The tighter you get in policy, the more likely you are to host a Boston Tea Party without lysine contingencies. 

Because revolution was written into our genetic code by Adam, which means, unbeknownst even unto themselves, your employees can’t help but throw themselves at the Company’s electric fences to test them, and you, for weaknesses. 

Which means, the same ironies that dismantled Isla Nublar will also disembowel your credibility with the team AND cause chaos: the more specific controls you insert into the Codes and Ethics at your Company, the more the likely your systems will fail, and the more your Employees can actually get away with:

But, you didn’t say I couldn’t expense, Netflix


Clever girl. 

Here’s the thing: GOD KNOWS ALL THIS. 

He sees the end from the beginning. 

I mean, He wrote THE Book of Life

Which all means, He is fully aware that the human condition is an endlessly repeating proclivity to throw off the yoke of our oppressors and eat ourselves. 
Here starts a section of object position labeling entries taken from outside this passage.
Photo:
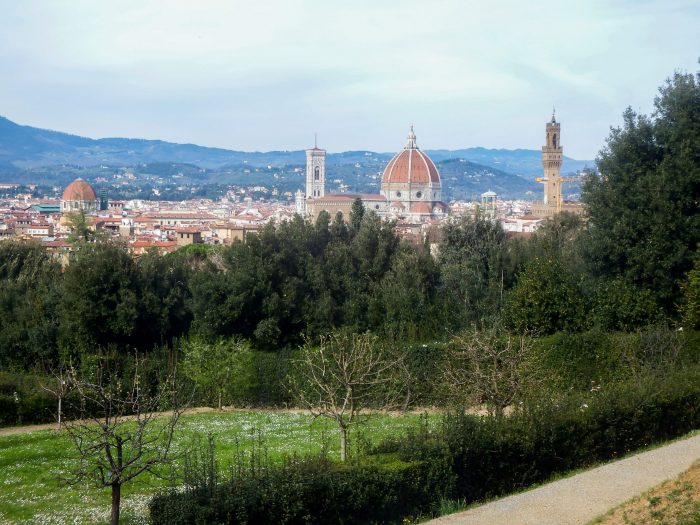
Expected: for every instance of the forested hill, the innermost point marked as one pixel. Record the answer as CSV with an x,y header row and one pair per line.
x,y
27,147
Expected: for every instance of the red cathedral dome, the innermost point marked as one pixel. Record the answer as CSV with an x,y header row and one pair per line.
x,y
79,190
411,165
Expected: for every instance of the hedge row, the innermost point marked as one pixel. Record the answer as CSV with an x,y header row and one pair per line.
x,y
469,457
307,491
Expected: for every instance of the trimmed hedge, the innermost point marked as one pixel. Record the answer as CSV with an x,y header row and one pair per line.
x,y
310,491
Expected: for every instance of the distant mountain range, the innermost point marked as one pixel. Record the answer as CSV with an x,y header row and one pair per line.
x,y
29,154
26,146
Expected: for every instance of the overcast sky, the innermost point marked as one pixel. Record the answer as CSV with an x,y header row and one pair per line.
x,y
261,75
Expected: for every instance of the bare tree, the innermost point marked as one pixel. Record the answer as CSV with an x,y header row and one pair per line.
x,y
60,391
485,367
346,377
121,434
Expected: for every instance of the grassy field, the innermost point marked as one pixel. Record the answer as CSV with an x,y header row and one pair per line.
x,y
675,502
33,464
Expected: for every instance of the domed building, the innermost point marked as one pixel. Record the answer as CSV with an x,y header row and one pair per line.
x,y
410,188
411,184
79,195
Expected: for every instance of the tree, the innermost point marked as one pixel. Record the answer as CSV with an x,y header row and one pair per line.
x,y
344,377
30,285
644,219
485,367
79,227
471,266
357,213
546,299
214,367
121,434
100,304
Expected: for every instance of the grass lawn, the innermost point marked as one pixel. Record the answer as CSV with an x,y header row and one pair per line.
x,y
33,464
675,502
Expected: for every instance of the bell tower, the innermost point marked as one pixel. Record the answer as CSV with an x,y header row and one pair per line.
x,y
552,153
315,172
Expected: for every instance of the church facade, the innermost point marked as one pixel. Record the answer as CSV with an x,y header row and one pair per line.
x,y
410,189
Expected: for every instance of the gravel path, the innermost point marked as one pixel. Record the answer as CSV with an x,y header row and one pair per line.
x,y
580,498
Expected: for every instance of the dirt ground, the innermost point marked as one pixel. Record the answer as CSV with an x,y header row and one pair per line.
x,y
675,502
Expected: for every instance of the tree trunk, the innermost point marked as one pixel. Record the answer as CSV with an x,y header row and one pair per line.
x,y
116,500
343,443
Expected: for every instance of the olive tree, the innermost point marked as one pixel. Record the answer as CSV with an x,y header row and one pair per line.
x,y
121,434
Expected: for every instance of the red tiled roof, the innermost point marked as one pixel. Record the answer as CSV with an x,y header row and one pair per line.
x,y
79,190
411,165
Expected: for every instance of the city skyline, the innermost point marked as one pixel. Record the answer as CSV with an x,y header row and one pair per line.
x,y
267,77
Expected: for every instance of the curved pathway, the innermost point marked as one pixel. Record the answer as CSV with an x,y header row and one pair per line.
x,y
578,499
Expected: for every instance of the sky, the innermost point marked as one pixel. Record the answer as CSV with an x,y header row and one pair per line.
x,y
267,75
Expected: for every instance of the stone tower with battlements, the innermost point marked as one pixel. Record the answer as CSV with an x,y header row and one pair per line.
x,y
552,154
315,173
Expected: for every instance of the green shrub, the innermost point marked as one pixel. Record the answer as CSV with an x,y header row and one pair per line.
x,y
309,491
8,410
468,458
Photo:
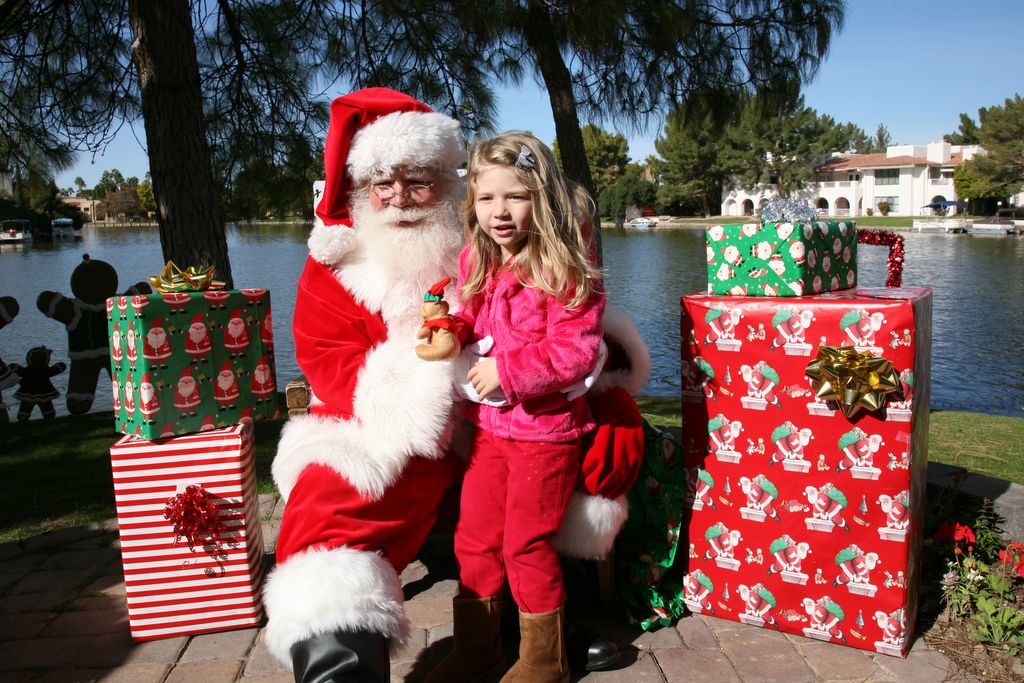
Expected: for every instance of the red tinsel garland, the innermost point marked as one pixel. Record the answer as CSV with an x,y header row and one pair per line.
x,y
896,253
195,516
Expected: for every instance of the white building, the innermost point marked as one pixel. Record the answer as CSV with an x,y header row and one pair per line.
x,y
906,176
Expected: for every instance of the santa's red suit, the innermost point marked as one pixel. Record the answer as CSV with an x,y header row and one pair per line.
x,y
364,472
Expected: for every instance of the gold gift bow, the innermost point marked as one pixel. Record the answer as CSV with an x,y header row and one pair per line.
x,y
192,279
852,379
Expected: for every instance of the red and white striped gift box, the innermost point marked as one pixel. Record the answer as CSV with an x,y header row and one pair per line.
x,y
172,590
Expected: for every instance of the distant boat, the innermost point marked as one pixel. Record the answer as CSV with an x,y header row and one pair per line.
x,y
944,225
14,230
993,225
61,227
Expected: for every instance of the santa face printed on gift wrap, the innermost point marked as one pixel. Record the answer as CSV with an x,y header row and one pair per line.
x,y
722,323
722,543
138,304
788,556
858,453
129,397
225,390
696,592
131,348
116,391
761,495
861,328
825,617
262,380
897,510
722,433
117,353
148,402
893,627
186,395
758,603
699,484
790,444
236,335
827,504
198,342
156,345
855,569
761,380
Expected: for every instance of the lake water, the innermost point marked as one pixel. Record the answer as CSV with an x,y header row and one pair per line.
x,y
978,305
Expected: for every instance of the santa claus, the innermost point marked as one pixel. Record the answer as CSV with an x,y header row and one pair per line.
x,y
186,396
364,472
148,401
262,380
225,388
236,334
198,343
156,345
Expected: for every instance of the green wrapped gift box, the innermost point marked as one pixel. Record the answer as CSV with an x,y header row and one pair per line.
x,y
190,361
781,259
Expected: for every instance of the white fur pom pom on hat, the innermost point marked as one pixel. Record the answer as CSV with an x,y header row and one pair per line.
x,y
406,138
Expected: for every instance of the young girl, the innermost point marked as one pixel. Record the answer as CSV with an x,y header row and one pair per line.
x,y
527,282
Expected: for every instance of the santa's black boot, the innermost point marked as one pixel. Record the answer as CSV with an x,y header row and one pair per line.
x,y
342,656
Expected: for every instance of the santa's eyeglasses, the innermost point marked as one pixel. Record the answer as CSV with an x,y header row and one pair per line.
x,y
414,189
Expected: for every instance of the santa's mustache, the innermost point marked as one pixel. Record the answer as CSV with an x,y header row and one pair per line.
x,y
393,214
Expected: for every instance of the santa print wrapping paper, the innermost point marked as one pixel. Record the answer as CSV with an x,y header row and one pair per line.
x,y
189,361
805,520
781,259
173,590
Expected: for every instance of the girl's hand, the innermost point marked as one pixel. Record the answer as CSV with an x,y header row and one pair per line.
x,y
483,377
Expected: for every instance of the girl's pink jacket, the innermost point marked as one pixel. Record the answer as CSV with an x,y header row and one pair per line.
x,y
541,348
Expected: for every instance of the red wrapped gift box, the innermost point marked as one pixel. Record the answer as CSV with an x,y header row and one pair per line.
x,y
804,519
172,589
HOW COME THEN it feels like Leviticus 19 – with all its prohibitions of gore and goth – reads like an Employee Handbook that was written after Heaven’s Human Resources Manager just got out of a bad relationship with an unfaithful, disingenuous tattoo artist, with an unabashedly red-neck aesthetic and vampire-like tendencies? 

If GOD knows granular policy ONLY results in greater likelihood for unGodly behavior, why then does He write into Holy Policy some very specific bullets of gross and grotesque behaviors – that are no-brainers, really – YEARS before they get to drink the milk and pour on the honey?